ロノが作ってくれた朝食は相変わらず美味しかったし、お皿の上から消えていく料理を見て、ロノが嬉しそうに笑うから、食べている私もつられて笑顔になる。
「主様、今日はどこかに出掛けるとか、そういう予定はないんですか」
食後に紅茶を淹れてくれながら聞いてくるロノに首を振る。出かける用事もないし、買い物に行くほど必要なものもない。そもそも、こちらで使えるようなお金も持っていなかった。そうですか、と少し残念そうにするロノに何かできることはないかなと考えて、そういえば、と思い出す。
「ベリアンが私のシーツを洗濯すると言っていたんだけど、終わったかな。やることもないし、手伝ってこようかな」
そう言うとロノはベリアンさんが? と不思議そうに首を傾げる。
「洗濯は大体フルーレがやるんですけど。ああ、そうか。ミヤジ先生に着いて行ったのか」
「ミヤジに?」
今度は私が首を傾げる番だった。
「ほら、ミヤジ先生は子どもたちに勉強を教えに行くじゃないですか。人見知り克服のためだとかで、たまに着いていくんですよ」
「ふうん、頑張ってるんだね」
カップの中の紅茶を飲み干し、片付けようと手に持つと、慌ててロノが俺がやります、と止める。それはいつものことだったけれど、食事を出してもらって片付けまでしてもらうことにはどうしても慣れない。それでもロノは決して私にやらせようとはしてくれない。片付けも含めて調理係の仕事だと言い張る。
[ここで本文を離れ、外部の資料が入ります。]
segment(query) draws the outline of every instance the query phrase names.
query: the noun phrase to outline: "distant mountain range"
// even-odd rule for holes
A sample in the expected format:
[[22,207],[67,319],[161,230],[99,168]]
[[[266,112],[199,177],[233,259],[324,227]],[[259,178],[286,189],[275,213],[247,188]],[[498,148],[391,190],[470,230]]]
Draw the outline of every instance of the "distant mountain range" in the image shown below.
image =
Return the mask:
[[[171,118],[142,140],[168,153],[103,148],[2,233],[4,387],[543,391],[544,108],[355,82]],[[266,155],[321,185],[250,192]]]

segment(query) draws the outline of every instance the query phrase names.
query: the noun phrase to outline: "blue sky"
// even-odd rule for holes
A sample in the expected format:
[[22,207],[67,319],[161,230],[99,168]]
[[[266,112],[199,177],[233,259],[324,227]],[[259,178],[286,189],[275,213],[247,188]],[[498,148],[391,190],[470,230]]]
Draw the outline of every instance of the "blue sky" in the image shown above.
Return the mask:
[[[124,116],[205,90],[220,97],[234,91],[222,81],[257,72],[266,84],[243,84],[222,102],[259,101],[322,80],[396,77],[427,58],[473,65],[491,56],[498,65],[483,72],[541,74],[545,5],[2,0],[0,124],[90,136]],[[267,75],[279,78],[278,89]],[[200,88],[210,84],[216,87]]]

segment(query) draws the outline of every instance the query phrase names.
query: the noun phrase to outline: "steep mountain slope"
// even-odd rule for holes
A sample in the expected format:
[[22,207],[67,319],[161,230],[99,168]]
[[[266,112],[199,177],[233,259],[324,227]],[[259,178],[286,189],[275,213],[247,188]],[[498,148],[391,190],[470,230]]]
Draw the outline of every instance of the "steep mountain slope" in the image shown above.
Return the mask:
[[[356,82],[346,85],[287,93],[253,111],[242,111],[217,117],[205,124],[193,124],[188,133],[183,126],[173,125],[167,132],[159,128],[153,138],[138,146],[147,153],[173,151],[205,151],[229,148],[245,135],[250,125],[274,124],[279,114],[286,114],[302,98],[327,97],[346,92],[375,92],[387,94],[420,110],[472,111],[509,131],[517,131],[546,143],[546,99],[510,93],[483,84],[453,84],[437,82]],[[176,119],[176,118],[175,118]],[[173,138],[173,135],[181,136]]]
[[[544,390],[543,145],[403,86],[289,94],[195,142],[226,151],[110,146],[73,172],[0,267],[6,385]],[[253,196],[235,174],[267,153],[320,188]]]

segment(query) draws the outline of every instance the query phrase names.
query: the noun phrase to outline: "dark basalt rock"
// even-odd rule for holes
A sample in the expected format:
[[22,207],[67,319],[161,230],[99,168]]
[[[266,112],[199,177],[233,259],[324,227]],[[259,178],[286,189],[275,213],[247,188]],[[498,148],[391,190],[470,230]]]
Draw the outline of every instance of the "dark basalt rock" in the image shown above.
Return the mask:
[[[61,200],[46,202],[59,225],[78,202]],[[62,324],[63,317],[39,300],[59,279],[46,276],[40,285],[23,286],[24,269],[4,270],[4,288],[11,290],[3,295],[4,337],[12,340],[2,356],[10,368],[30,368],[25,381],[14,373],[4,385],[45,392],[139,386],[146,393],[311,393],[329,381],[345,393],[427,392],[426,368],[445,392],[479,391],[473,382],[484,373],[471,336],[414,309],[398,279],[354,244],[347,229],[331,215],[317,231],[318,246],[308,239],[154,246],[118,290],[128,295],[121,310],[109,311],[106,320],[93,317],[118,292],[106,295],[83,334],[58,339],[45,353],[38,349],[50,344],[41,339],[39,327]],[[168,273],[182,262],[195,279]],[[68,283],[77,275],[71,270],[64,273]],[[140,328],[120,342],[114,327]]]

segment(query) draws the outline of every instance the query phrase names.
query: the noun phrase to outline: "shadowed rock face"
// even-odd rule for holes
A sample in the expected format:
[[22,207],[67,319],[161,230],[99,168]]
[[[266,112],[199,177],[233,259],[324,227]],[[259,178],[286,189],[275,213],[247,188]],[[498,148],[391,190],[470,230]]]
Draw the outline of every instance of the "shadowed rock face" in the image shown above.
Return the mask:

「それなら、やっぱりベリアンの手伝いでもしてこようかな」
「ベリアンさんの? うーん、ベリアンさんも断ると思いますけど。でも、そうですね。行ってみてください。ここにいても退屈かもしれないですし、俺は絶対に主様に片付けだけはさせないんで」
最後の一言がなければ完璧だったなと思いながらも頷いて席を立つ。ごちそうさまでした、と言うとロノは満足そうに笑った。
食堂を出て、廊下を突き当たった所。物干し場に顔を出すと真白なシーツを抱えたベリアンの姿があった。丁度、洗い終えて干すところだったようで、開け放した掃き出し窓から入り込む風に髪が揺れている。
「今から干すんでしょう、私にもやらせて」
入口から声を掛けると、驚いたように目を丸くさせたベリアンがこっちを向く。
「主様、もう食事は終えられたのですか」
「うん。美味しかったよ。ベリアンもまだなら食べてきたら。ここは私がやっておくよ」
ベリアンの手からシーツを取ろうとすると、慌てたようにベリアンが腕を引く。
「主様にそんなことさせられません」
「そんなことって。私だって、向こうの世界では洗濯くらい自分でしてるんだよ。それに、やることがなくて退屈なの。いやだって言うなら、向こうに戻っちゃうから」
半分、いや、ほとんど脅しだった。そして、それはベリアンによく効いた。しばらく悩んだ末にわかりました、と答えたベリアンは私の手にシーツではなく、一回りも二回りも小さい枕カバーを手渡す。
「シーツは少し重たいので、こちらでお願いします」
大人しく枕カバーを受け取る私を横目に見ながらベリアンは安心したように息を吐いた。